From: Christian Brauner <brauner@kernel.org>
To: Josef Bacik <josef@toxicpanda.com>
Cc: linux-btrfs@vger.kernel.org, kernel-team@fb.com,
linux-fsdevel@vger.kernel.org
Subject: Re: [PATCH 13/18] btrfs: handle the ro->rw transition for mounting different subovls
Date: Wed, 8 Nov 2023 09:41:33 +0100 [thread overview]
Message-ID: <20231108-hallen-heimisch-d6bdb9e23cb7@brauner> (raw)
In-Reply-To: <0a73915edbb8d05e30d167351ea8c709a9bfe447.1699308010.git.josef@toxicpanda.com>
On Mon, Nov 06, 2023 at 05:08:21PM -0500, Josef Bacik wrote:
> This is an oddity that we've carried around since 0723a0473fb4 ("btrfs:
> allow mounting btrfs subvolumes with different ro/rw options") where
> we'll under the covers flip the file system to RW if you're mixing and
> matching ro/rw options with different subvol mounts. The first mount is
> what the super gets setup as, so we'd handle this by remount the super
> as rw under the covers to facilitate this behavior.
>
> With the new mount API we can't really allow this, because user space
> has the ability to specify the super block settings, and the mount
> settings.
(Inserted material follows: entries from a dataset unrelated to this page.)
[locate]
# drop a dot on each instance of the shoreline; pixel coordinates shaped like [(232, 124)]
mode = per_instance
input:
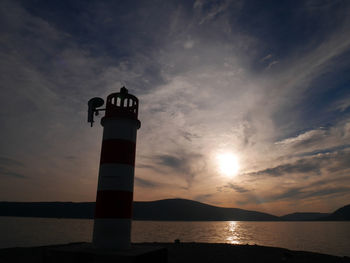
[(193, 252)]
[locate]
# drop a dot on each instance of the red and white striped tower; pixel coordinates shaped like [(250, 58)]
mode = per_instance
[(114, 201)]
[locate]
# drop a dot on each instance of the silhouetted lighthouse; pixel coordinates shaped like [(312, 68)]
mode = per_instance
[(114, 201)]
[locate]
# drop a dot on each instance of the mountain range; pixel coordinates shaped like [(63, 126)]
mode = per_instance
[(163, 210)]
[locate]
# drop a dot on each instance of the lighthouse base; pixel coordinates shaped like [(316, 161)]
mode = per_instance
[(85, 252)]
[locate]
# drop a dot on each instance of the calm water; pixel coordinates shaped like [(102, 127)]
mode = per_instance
[(324, 237)]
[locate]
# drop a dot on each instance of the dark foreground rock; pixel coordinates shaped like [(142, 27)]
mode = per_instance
[(195, 252)]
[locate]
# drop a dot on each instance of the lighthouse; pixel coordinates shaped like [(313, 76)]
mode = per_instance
[(114, 199)]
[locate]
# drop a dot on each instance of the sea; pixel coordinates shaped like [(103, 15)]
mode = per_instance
[(323, 237)]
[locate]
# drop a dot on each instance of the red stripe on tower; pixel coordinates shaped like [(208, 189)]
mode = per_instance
[(114, 200)]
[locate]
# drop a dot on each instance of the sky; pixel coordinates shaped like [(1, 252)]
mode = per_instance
[(265, 82)]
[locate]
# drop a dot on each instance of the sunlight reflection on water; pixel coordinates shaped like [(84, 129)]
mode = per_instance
[(324, 237)]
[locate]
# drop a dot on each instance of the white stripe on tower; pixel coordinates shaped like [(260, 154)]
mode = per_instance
[(113, 212)]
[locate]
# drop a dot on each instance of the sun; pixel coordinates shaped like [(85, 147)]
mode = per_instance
[(228, 164)]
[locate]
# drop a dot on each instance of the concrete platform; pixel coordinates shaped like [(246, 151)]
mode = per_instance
[(85, 252)]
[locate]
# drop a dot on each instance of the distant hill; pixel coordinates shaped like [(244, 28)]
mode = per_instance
[(304, 216), (162, 210), (342, 214), (188, 210), (170, 209)]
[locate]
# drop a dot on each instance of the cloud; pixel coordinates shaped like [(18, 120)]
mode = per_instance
[(146, 183), (186, 165), (311, 165), (236, 187), (304, 193)]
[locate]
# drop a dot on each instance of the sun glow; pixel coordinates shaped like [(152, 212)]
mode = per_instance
[(228, 164)]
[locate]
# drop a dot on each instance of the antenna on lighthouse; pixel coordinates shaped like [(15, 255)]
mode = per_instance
[(93, 104)]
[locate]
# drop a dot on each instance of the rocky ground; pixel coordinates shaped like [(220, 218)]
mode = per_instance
[(191, 252)]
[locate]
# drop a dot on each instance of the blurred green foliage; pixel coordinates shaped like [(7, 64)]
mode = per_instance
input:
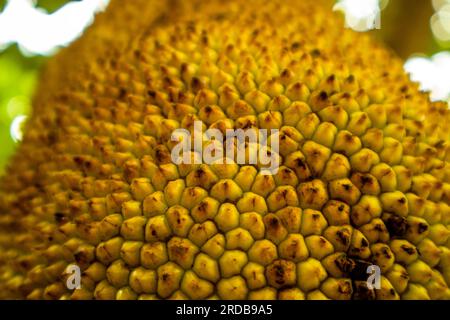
[(17, 80), (51, 5)]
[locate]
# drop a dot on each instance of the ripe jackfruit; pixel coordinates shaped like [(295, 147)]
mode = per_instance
[(364, 176)]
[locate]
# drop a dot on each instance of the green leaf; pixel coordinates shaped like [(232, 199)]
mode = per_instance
[(2, 4)]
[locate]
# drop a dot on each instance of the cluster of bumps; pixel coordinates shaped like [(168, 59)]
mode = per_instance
[(364, 176)]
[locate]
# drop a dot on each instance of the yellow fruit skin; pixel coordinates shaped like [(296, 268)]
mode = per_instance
[(362, 161)]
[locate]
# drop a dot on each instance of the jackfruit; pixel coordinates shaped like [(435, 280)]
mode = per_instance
[(364, 175)]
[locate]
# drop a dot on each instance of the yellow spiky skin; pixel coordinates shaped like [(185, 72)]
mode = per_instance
[(364, 175)]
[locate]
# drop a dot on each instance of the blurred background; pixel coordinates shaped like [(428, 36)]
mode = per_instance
[(31, 31)]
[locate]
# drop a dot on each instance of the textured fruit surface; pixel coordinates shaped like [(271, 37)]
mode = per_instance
[(364, 176)]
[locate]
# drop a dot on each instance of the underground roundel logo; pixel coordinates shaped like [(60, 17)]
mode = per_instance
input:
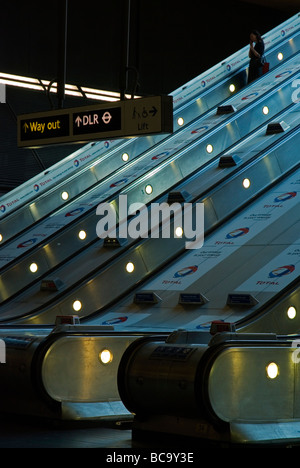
[(119, 182), (282, 271), (186, 271), (160, 155), (115, 321), (75, 212), (237, 233), (285, 196), (28, 243)]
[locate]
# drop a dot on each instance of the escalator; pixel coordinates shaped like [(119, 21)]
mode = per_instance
[(188, 336)]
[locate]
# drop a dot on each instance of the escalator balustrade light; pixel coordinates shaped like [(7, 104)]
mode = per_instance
[(82, 235), (291, 312), (246, 183), (130, 267), (265, 110), (105, 356), (148, 189), (272, 370), (33, 268), (77, 306), (179, 232)]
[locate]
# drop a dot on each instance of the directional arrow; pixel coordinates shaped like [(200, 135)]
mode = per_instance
[(78, 121), (153, 111)]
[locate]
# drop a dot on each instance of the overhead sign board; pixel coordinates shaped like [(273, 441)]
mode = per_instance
[(123, 119)]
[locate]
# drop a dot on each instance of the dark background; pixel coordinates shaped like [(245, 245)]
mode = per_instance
[(171, 42)]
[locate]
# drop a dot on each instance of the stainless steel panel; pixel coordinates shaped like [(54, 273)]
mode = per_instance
[(72, 370), (240, 390)]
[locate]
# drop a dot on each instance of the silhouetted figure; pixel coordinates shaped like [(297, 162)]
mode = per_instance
[(256, 54)]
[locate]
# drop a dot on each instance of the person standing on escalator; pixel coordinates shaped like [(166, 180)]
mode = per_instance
[(256, 55)]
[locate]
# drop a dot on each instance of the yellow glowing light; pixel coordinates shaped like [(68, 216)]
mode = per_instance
[(265, 110), (179, 231), (82, 235), (77, 306), (291, 312), (130, 267), (246, 183), (149, 189), (272, 370), (106, 356), (33, 268)]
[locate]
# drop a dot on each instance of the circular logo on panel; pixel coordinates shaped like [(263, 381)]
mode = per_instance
[(186, 271), (282, 271), (237, 233)]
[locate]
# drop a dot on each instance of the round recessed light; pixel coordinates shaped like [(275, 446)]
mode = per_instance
[(130, 267), (272, 370)]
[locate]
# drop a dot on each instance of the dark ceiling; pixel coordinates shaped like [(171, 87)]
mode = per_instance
[(171, 41)]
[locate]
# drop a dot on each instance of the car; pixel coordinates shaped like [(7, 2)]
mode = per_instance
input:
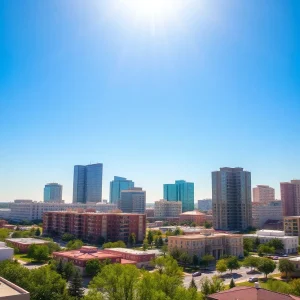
[(196, 274)]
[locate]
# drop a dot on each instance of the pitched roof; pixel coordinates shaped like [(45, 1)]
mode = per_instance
[(250, 293)]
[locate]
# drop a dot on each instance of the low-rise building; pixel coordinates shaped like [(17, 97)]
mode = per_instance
[(250, 293), (30, 210), (263, 211), (290, 242), (92, 226), (10, 291), (167, 209), (141, 258), (196, 217), (292, 226), (81, 256), (5, 252), (217, 245), (24, 243)]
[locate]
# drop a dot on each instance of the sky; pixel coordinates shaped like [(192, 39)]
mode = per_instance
[(155, 93)]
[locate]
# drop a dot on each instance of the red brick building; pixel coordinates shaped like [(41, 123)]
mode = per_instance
[(195, 216), (92, 226)]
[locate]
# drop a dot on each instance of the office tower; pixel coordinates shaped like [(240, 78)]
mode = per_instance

So if the user explicitly set the super block as read only,
> and then tried to mount a rw mount with the super block we'll reject
> this. However the old API was less descriptive and thus we allowed this
> kind of behavior.
>
> This patch preserves this behavior for the old api calls. This is
> inspired by Christians work, and includes one of his comments, and thus
> is included in the link below.
>
> Link: https://lore.kernel.org/all/20230626-fs-btrfs-mount-api-v1-2-045e9735a00b@kernel.org/
> Signed-off-by: Josef Bacik <josef@toxicpanda.com>
> ---
Looks good to me,
Reviewed-by: Christian Brauner <brauner@kernel.org>
Just note that all capitalization was removed from the comment
preceeding btrfs_reconfigure_for_mount() by accident. You might want to
fix that up/recopy that comment.
> fs/btrfs/super.c | 133 ++++++++++++++++++++++++++++++++++++++++++++++-
> 1 file changed, 132 insertions(+), 1 deletion(-)
>
> diff --git a/fs/btrfs/super.c b/fs/btrfs/super.c
> index 4ace42e08bff..e2ac0801211d 100644
> --- a/fs/btrfs/super.c
> +++ b/fs/btrfs/super.c
> @@ -2513,13 +2513,15 @@ static int btrfs_reconfigure(struct fs_context *fc)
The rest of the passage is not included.